Okay. And just as a follow-up on that, you've said at the beginning of your downstream divestiture program that you intend to keep the U.S.
retail assets for the time being. Have you had any parties that are inquiring about purchasing that perhaps in conjunction with Louisiana or separately?
David Wood
We really like our U.S. retail, and I've talked before about how we like that business and want to grow that business.
And at some point in time, not now, we'll look to see how that future of that business would be. But there's people who approach us about buying all sorts of things that we have, and I'm not particularly a motivated seller.
So I'm happy to keep the retail business, a great business, growing well and has a very, very bright future. So I'm selling the refineries here in the U.S.
I'm selling the stuff in the U.K., and that's the plan.
Operator
[Operator Instructions] We will go to Evan with Morgan Stanley again.
Evan Calio - Morgan Stanley
Yes, just a couple of follow-ups, guys. Do you guys have a rig lined up to commence block CA-2 exploration?
Is that a handoff of the Total rig?
David Wood
No. It'll be a different rig, but it's not finalized yet, Evan.
But it's kind of looking at a early fourth quarter spud would be my guess. So don't tie me down to that but -- getting hold of rigs, but that's kind of the timeline we're looking at.
Evan Calio - Morgan Stanley
Is anything lined up for the 2 Congo wells also planned this year?
David Wood
Well, what we're looking at is the Ocean Confidence, which we took out of the Gulf and sent to Africa. It's using -- being used by somebody else.
We want to get that rig back, and we're really excited about this sub-salt prospects that we have, and that rig would be ideal. So when that rig comes back to us, that's when we'll drill, and it's probably going to be the end of this year.
Evan Calio - Morgan Stanley
Is that -- isn't there another -- doesn't that person have another slot option for that rig, maybe, to come back later than you expect?
David Wood
It's possible. But for our planning purposes here, we're assuming that we're going to get it by the end of the year.
Evan Calio - Morgan Stanley
Okay. Any -- do you share any pre-drill estimates?
I know you shared in the past on the -- at least on your kind of more near-term prospects on a P50 basis?
David Wood
No. You can end up with some really big numbers.
Some people counsel me to say I should say everything's just 100 million barrels and be safe that way, but we don't run that way. I think the big prospects, clearly, on a gross basis are going to be in Brunei and sub-salt Congo and in Iraq, in both Central Dohuk and the Bharanam [ph] block.
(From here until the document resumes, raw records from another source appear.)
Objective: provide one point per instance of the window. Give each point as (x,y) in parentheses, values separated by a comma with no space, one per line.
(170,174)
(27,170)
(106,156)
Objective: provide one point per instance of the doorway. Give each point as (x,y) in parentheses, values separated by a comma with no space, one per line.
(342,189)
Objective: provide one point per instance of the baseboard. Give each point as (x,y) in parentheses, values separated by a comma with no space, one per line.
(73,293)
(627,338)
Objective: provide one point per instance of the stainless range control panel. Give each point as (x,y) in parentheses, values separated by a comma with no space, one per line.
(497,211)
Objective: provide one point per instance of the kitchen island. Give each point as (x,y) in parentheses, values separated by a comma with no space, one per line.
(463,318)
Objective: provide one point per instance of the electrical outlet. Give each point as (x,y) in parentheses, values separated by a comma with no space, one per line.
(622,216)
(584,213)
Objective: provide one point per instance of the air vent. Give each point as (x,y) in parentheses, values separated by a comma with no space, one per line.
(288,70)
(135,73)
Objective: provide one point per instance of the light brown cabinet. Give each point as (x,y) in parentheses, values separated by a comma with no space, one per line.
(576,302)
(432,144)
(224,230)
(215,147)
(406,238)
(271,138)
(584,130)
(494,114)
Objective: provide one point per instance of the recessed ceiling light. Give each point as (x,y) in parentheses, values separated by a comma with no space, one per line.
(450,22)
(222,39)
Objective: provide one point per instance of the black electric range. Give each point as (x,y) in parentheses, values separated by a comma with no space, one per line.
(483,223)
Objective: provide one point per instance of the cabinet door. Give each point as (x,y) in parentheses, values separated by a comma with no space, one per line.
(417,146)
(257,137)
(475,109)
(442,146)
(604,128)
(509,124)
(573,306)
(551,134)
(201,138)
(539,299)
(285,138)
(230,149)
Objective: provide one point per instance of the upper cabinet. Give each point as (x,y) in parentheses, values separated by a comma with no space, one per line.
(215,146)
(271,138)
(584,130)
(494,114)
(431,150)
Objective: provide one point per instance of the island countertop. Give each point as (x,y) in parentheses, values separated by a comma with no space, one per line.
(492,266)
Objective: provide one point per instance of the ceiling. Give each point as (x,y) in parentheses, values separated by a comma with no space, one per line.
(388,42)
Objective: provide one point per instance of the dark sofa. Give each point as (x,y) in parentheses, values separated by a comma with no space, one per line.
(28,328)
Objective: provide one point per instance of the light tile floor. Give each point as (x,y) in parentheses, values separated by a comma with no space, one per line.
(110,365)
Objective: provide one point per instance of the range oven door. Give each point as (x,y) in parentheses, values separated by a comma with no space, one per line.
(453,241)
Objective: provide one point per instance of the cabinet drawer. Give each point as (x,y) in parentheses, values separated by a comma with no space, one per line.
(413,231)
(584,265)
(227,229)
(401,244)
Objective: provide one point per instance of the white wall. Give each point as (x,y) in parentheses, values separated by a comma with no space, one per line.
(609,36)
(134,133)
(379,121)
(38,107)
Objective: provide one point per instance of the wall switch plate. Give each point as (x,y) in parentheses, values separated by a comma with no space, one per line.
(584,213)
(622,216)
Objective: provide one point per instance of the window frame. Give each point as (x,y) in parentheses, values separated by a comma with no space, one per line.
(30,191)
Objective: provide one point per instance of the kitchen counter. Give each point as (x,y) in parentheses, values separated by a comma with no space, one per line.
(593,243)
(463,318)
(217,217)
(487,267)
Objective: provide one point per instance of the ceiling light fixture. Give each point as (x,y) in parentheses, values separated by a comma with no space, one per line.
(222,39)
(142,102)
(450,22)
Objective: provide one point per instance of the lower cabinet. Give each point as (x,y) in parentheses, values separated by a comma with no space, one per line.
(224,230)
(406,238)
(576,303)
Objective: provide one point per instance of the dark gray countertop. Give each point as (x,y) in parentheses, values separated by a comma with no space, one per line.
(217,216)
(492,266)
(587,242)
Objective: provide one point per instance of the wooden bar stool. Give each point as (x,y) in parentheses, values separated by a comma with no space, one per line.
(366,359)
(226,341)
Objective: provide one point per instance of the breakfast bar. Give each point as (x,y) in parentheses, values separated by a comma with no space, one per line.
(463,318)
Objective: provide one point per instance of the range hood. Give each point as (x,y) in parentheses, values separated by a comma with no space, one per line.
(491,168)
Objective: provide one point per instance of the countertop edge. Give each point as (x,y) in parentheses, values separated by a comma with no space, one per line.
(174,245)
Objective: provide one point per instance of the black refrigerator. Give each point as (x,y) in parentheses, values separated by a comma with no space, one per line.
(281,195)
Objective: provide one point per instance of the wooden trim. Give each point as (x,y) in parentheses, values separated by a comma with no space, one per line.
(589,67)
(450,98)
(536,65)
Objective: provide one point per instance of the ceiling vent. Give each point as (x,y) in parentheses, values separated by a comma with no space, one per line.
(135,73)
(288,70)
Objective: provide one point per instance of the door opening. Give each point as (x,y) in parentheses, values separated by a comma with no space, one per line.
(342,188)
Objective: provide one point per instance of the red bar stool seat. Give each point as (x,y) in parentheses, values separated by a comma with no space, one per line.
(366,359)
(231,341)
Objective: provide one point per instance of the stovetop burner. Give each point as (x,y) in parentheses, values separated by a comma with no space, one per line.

I mean, these are all very big oily prospects and multi-hundred-million barrel individually. So I would categorize them that way.
Evan Calio - Morgan Stanley
Good, good. And just a follow-up on Blake's question.
I mean, any color on the use of proceeds for just the first refining sale? I mean, you're going to have -- I guess, late 3Q, early 4Q, you get the proceeds from that sale.
Any debt paydown or what the kind of immediate -- the uses might be?
David Wood
What I'd like to do is get the second one done, and I don't feel in any rush to spend the money. Mindy will tell me that she'll take the money from us and pay down some debt, and I'm happy for her to do that.
But I think we've got a program here to identify things that we want to buy. And hopefully, in the next year, we'll be able to close on some of those.
So I don't feel in a rush -- that we have to rush to spend the proceeds.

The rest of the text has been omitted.